Given the influential status of the French classic culinary reference book, it is perhaps not surprising that this version of the story has been oft repeated, not least in James Trager’s Food Chronology (1995:141). However, Trager also offers an alternative, the provenance of which is unclear. For the location, we return to Vienna, but the year is 1683 rather than the 13th century. Many of the other details Trager offers bear distinct similarities with the Budapest version: Vienna was under siege by the Turks; Viennese bakeries were located in cellars; bakers who were working through the night “heard digging and hammering sounds, realized that the Turks were trying to tunnel beneath the city’s walls, and (. . .) sounded the alarm”; the Turks were driven back and when the siege finally ended, the heroic bakers created a celebratory crescent-shaped pastry called a Kipfel to mark the occasion (1995:139-40).6
As a folklorist, I am of course as interested in oral sources as textual ones. Whilst working on this paper I chanced to meet a Ph.D. student by the name of Trisha Myers whose research is focused on the Ottoman Empire. I immediately asked her what she knew of the origins of the croissant. Her response, which she later confirmed in an email dated April 3, 2015, was as follows:
In the context of the new Franco-Ottoman alliance [which had taken place in 1536] François I ordered the creation of a pastry/food in the shape of a croissant to celebrate the friendship between the Ottomans and the French to be consumed at some kind of celebration upon the arrival of an Ottoman delegation.
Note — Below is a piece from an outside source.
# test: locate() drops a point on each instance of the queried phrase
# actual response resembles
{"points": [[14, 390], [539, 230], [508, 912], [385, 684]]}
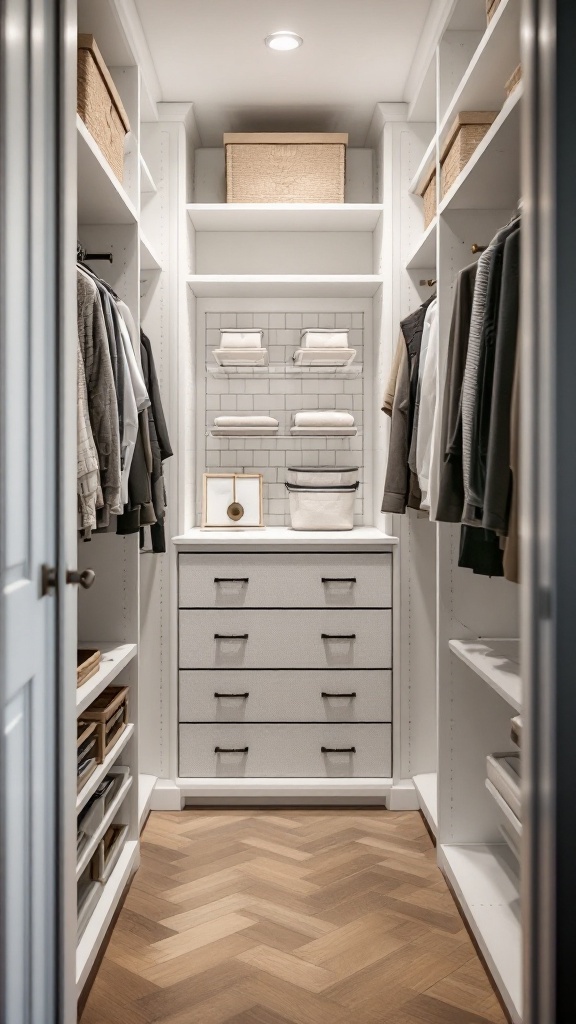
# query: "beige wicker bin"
{"points": [[463, 138], [285, 167], [99, 105]]}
This version was new to me and I did some research to see if I could find it repeated elsewhere. I was led to a recipe book by baking and pastry chef Michel Suas, the founder of the San Francisco Baking Institute. Suas mentions the 1683 Vienna origin story—though refers to the resulting pastry item as a Hörnchen rather than a Kipfel—but also states that, “in the culinary inventory of Patrimoine Français, mention is made of a cake in the shape of a croissant served during a banquet given in Paris by the Queen of France in 1549 to commemorate the alliance of François Ier with le Grand Turc” (2009:330). No citation details are given for this Patrimoine Français and as yet I have been unable to find out anything else about it.
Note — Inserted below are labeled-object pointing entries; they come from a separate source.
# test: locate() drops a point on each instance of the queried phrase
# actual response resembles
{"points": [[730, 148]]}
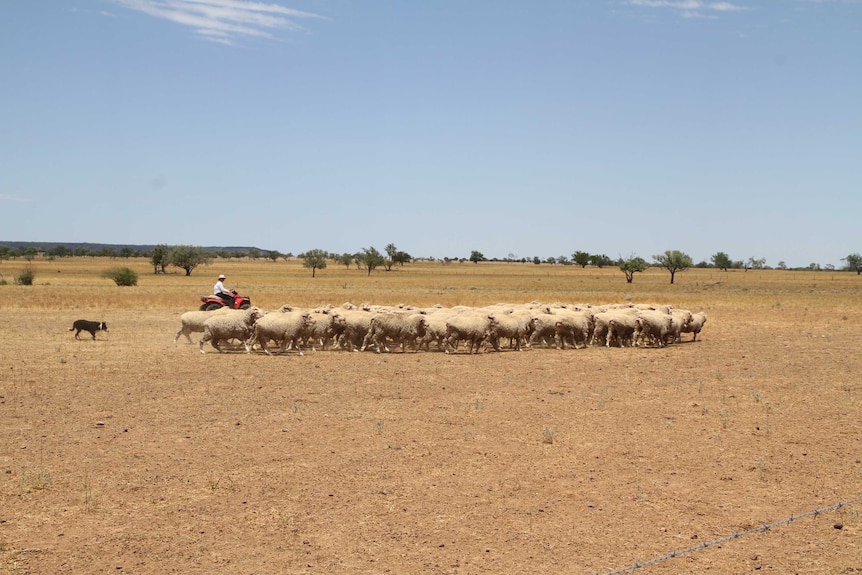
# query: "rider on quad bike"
{"points": [[222, 297]]}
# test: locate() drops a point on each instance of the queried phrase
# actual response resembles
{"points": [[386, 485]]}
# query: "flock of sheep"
{"points": [[383, 328]]}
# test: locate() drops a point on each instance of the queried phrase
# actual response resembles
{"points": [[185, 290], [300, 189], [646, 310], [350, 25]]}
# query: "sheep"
{"points": [[283, 327], [679, 319], [601, 319], [323, 327], [194, 321], [695, 325], [401, 327], [576, 325], [435, 329], [357, 324], [237, 324], [515, 326], [472, 326], [652, 325], [543, 327]]}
None of these sources offers much detail about the pastries mentioned in the discussion of the croissant’s origin beyond their being crescent shaped. Bearing in mind my “Epic Laws of the Croissant,” I found this opacity unhelpful; after all, form alone does not a croissant make. I was delighted to find that Alan Davidson shared this opinion, for he writes that there “is more to the croissant than shape” (1999:228). In The Oxford Companion to Food, Davidson makes no mention of the 16th century France origin story but does refer to those of 17th century Vienna and Budapest, albeit with a variation: in each case it is just a single baker who denounces the tunneling Turks and then asks for “no reward other than the exclusive right to bake crescent-shaped pastries commemorating the incident” (1999:232). However, both stories appear in a section headed “Culinary Mythology.”7 Meanwhile, under the entry “Croissant,” Davidson narrows down the pastry’s provenance to some time between the latter half of the 19th century and the early 1900s. His reasoning is based on two key areas of evidence: (1) that croissants are found throughout France, and (2) that the earliest printed references to the item are found in French texts. Among the sources he cites are Payen’s 1853 publication of Des substances alimentaires which contains a reference to “les croissants;” the first edition of Littré’s French dictionary which appeared a decade later and wherein the croissant was defined as “a little crescent-shaped bread or cake;” and the first “true croissant recipe,” which was published in 1906 as part of Colombie’s Nouvelle Encyclopédie Culinaire (1999:228). Davidson’s argument thus conforms very neatly to the parameters set out by historic-geographic methodology and it was also the one I found most persuasive. As a result, although scholarship based upon the tenets of the historic-geographic method rather fell out of vogue in the mid 20th century (with notable exceptions and defenders; see, for example, Goldberg 2010), I am convinced it continues to have value as a research tool in studies of food origins and dissemination.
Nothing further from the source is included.